Lower federal courts have been split over exactly what the phrase “principal place of business” means. And this split, which has been a source of much confusion, is why the Supreme Court agreed to hear the Hertz case. Some courts focused on locating the corporation’s “nerve center,” while others gave more weight to where the corporation conducted its actual business activities. Still other courts combined aspects of these two tests.
In Hertz, two California citizens sued Hertz Corporation in California state court for violation of California wage and hour laws. Hertz sought to remove the case to federal court on diversity grounds, so it had to prove that neither its state of incorporation nor its principal place of business was in California. Because Hertz is a Delaware corporation, the decision hinged on Hertz’s claim that its principal place of business was in New Jersey, not California. In support of the removal, Hertz stated that its leadership was headquartered in Park Ridge, New Jersey, and that its “core executive and administrative functions” were carried out there.
In a fine example of the confusing status of case law interpreting “principal place of business,” the California federal District Court considering Hertz’s attempt to remove the case applied Ninth Circuit (the federal appeals court that covers California) case law, which requires the court first to identify the amount of a corporation’s business activities on a state-by-state basis. If activity is “significantly larger” or “significantly predominates” in one state, then that state is to be considered the principal place of business. However, if there is no such dominant state, the corporation is a citizen of the state where its “nerve center” is located—i.e., the place where “the majority of its executive and administrative functions are performed.” The District Court found that a plurality of Hertz’s business activities took place in California, and that the difference between California-based activities and those in the next closest state was significant. Accordingly, it refused jurisdiction and sent the case back to the California state court. This decision was upheld on appeal by the Ninth Circuit.
In an attempt to resolve this confusion, and to promote a uniform interpretation of federal law, the Supreme Court held in Hertz that the phrase “principal place of business” means the corporation’s “nerve center,” or “the place where the corporation’s high level officers direct, control, and coordinate the corporation’s activities,” thereby taking the state-by-state analysis of a corporation’s business activities out of the equation. The Court added that a corporation’s “nerve center” typically will be the corporation’s headquarters.
The Supreme Court outlined three arguments supporting its decision to adopt the nerve center test. First, the Court noted that the plain language of the statute—“principal place of business”—supports the conclusion that courts are to identify a single place within a state. Second, the Court noted that predictability and ease of administration supported the standardization of courts’ application of the diversity statute. Finally, the Court noted that the history of the diversity jurisdiction statute demonstrated that Congress intended to create a test that was easy to apply.

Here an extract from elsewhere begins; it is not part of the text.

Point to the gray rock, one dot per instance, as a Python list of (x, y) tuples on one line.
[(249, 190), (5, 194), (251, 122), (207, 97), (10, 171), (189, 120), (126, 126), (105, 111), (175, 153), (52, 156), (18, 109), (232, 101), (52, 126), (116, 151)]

For corporate entities, the Hertz decision should provide some predictability regarding the potential to remove cases to federal court. However, corporations still remain open to suits in state courts in their state of incorporation and where their nerve center is located. For example, if a North Carolina citizen brings a suit against a Delaware corporation, but that corporation’s nerve center is located in Charlotte, that corporation will not be able to avoid state court. Thus the Hertz decision may provide even greater incentive both to incorporate and to locate executive and administrative operations in states perceived to be friendly to corporate interests.